The crisis began when Dangote Refinery decided to reduce its petrol gantry price from ₦828 to ₦699 per litre. This move has sent shockwaves through the industry. While many Nigerians have welcomed the price reduction as much-needed relief, especially during the festive season, fuel importers, depot owners, and filling station operators claim that this price cut has plunged them into significant losses.

 

Industry data indicates that fuel importers could lose as much as ₦102.48 billion monthly because of the new pricing regime. Simultaneously, Dangote Refinery is projected to lose approximately ₦91 billion monthly, underscoring the intensity of the price war and the financial strain affecting all parties involved.

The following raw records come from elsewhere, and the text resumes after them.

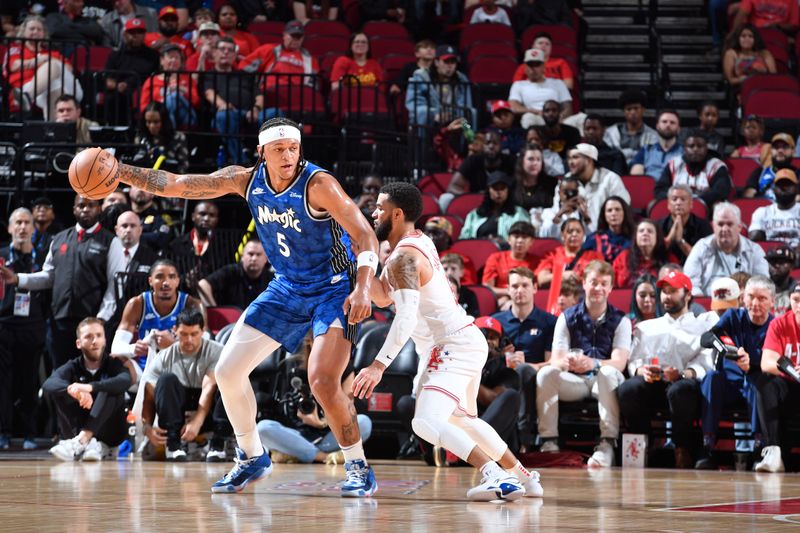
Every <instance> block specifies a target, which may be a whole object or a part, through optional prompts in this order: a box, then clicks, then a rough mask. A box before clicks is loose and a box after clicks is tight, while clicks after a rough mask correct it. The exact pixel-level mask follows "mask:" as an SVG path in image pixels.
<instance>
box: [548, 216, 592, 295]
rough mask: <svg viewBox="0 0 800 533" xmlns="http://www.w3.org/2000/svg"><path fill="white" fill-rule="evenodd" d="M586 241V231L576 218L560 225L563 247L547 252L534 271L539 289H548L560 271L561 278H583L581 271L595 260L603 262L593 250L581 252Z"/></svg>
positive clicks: (571, 219) (584, 250) (567, 219)
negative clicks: (553, 275)
mask: <svg viewBox="0 0 800 533" xmlns="http://www.w3.org/2000/svg"><path fill="white" fill-rule="evenodd" d="M584 240H586V229H585V228H584V226H583V222H581V221H580V220H579V219H577V218H570V219H567V220H565V221H564V222H562V223H561V242H563V243H564V244H563V246H559V247H558V248H554V249H553V250H551V251H549V252H548V253H547V254H545V256H544V257H543V258H542V260H541V261H540V262H539V266H538V267H537V268H536V270H535V274H536V280H537V283H538V285H539V287H541V288H545V287H549V286H550V282H551V281H552V280H553V275H554V273H555V272H557V271H561V273H562V274H561V275H562V277H563V278H566V277H569V276H575V277H577V278H578V279H580V278H582V277H583V269H584V268H585V267H586V265H588V264H589V263H590V262H592V261H594V260H595V259H596V260H598V261H603V255H602V254H600V253H599V252H596V251H594V250H584V251H583V252H581V246H583V241H584Z"/></svg>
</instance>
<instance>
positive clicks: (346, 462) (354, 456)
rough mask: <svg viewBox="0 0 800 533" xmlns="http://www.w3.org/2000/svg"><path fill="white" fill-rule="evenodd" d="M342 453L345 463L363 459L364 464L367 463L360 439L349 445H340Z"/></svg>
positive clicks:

Despite these substantial losses, Aliko Dangote, President of the Dangote Group, has remained firm, insisting that petrol should not be sold above ₦739 per litre nationwide. During a press briefing, he stated that partner filling stations, starting with MRS outlets, would immediately enforce the new pump price, warning that any attempt to keep prices artificially high would be resisted.

 

The ripple effect of Dangote’s price slashing has been swift. Private depot owners and importers, struggling to stay competitive, have been compelled to significantly lower their prices. Market checks in Lagos revealed that many depots have cut petrol prices by about 14 percent within days. Several depots that used to sell petrol for around ₦828 per litre are now offering it for between ₦702 and ₦710 per litre, representing reductions of over ₦100 per litre.

 

Depots such as MENJ, Integrated, Bovas, and A.A. Rano have all recorded steep price cuts, while Dangote-linked depots have provided some of the lowest prices in the market. However, these adjustments have come at a cost, as marketers are now selling fuel purchased at higher prices below cost, eroding their profit margins and increasing financial pressure.

 

According to figures from the Nigerian Midstream and Downstream Petroleum Regulatory Authority, Nigeria consumes around 50 million litres of petrol daily, totaling roughly 1.5 billion litres monthly. 

 

Dangote Refinery supplies about 23.52 million litres each day, while importers account for the remaining 26.48 million litres. With Dangote aggressively pricing its product, importers now face shrinking market shares and escalating losses.

 

While consumers benefit from lower prices at the pump, the ongoing battle has exposed serious flaws in Nigeria’s deregulated petroleum market. Analysts warn that prolonged losses could force some importers and marketers out of business, potentially reshaping the sector and increasing reliance on local refining.

 

For the moment, the petrol battlefield remains tense, with Dangote and importers locked in a high-stakes struggle that could redefine fuel pricing, competition, and sustainability in Nigeria’s downstream oil sector.

"This represents a significant development in our ongoing coverage of current events."